Want to showcase your GitLab contributions on GitHub? 👀
This tool is a fun experiment that enables you to reflect your contribution history based on public GitLab data. While GitLab might have an API offering similar functionalities, this project utilizes web scraping and data parsing techniques as a alternative approach. It's designed to mirror these contributions to another VCS platform through a three-stage process:
Task | Script |
---|---|
Extracts GitLab data and create HTML file | contributions_page_scraper.py |
Create a patch file based on the HTML data | data_parser.py |
Generate commits using metadata from the patch file. | contributions_register.py |
These scripts scrape user contribution information from the https://gitlab.com/users/user_name/activity
and generate commit messages with corresponding contributions and timestamps.
- Allows selection of a GitLab username to download data from.
- Provides progress updates during the execution.
- Generates an HTML file locally containing GitLab user's contribution data.
- Parses the data and creates a
.patch
file (gitlab_contributions.patch
). - Uses the created
.patch
file to generate commits. - Aims to ensure that GitLab contributions are mirrored on the target platform's contribution chart.
Python (3.x or above). Download Python.
-
Selenium: Used for web scraping.
pip install selenium
-
BeautifulSoup4: For HTML content parsing.
pip install beautifulsoup4
- Selenium WebDriver:
contributions_page_scraper.py
relies on this.
-
Virtual Environment: It's always a good practice to run Python scripts in a virtual environment to avoid version conflicts and keep your system Python clean. You can use tools like
virtualenv
or the built-invenv
module.Set up a virtual environment:
python -m venv myenv
Activation:
-
Windows:
.\myenv\Scripts\activate
-
macOS and Linux:
source myenv/bin/activate
Once activated, install the necessary libraries within this virtual environment.
-
- View Your Contributions: Create a new repository in your desired plataform. E.g, GitHub.
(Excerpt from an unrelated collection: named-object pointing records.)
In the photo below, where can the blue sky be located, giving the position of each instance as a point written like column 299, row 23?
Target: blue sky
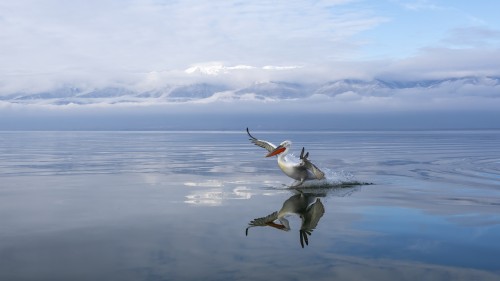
column 61, row 40
column 148, row 44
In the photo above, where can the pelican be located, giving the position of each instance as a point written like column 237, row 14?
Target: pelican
column 299, row 171
column 308, row 207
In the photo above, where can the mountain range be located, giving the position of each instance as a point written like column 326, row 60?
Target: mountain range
column 264, row 91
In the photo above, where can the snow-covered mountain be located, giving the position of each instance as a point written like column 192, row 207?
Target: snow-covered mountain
column 272, row 90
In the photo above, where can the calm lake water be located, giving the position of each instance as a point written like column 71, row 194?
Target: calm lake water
column 175, row 206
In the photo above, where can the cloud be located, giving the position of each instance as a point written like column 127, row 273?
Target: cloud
column 477, row 36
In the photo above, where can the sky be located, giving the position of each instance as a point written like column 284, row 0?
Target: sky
column 149, row 43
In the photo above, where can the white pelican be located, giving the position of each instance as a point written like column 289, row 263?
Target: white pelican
column 298, row 170
column 308, row 207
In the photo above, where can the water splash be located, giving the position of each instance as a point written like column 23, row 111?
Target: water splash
column 334, row 179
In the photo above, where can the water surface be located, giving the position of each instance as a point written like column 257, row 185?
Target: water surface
column 175, row 206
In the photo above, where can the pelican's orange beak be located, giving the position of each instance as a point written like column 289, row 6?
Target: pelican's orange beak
column 276, row 151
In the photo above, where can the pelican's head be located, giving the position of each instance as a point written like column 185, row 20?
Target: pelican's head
column 281, row 149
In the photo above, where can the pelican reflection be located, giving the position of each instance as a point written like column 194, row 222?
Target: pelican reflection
column 308, row 207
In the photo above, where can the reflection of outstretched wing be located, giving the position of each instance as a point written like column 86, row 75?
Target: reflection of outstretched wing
column 267, row 221
column 264, row 220
column 310, row 166
column 262, row 143
column 310, row 220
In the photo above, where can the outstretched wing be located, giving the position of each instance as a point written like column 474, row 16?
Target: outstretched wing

- Clone Your New Repository: After creating your repository, clone it to your local machine:
git clone [URL-of-your-repository]
-
Copy the Content: Copy the content of this project into the root folder of your cloned repository.
-
Run the Importer:
The main.py
script acts as a driver, calling the other scripts in sequence. This streamlines the process, allowing users to run a single command for the desired result:
- First,
contributions_page_scraper.py
scrapes GitLab data, producing an HTML file. - Next,
data_parser.py
scans the data from the HTML and generate a patch file. - Finally,
contributions_register.py
creates commits using the metadata from the patch file.
To execute:
python main.py
- View Your Contributions:
Push the changes and examine your platform repository's contribution chart to see the mirrored contributions from GitLab 😎.
Before running the main.py
script, ensure your local git configuration is set correctly and that your GitHub repository has been properly initialized.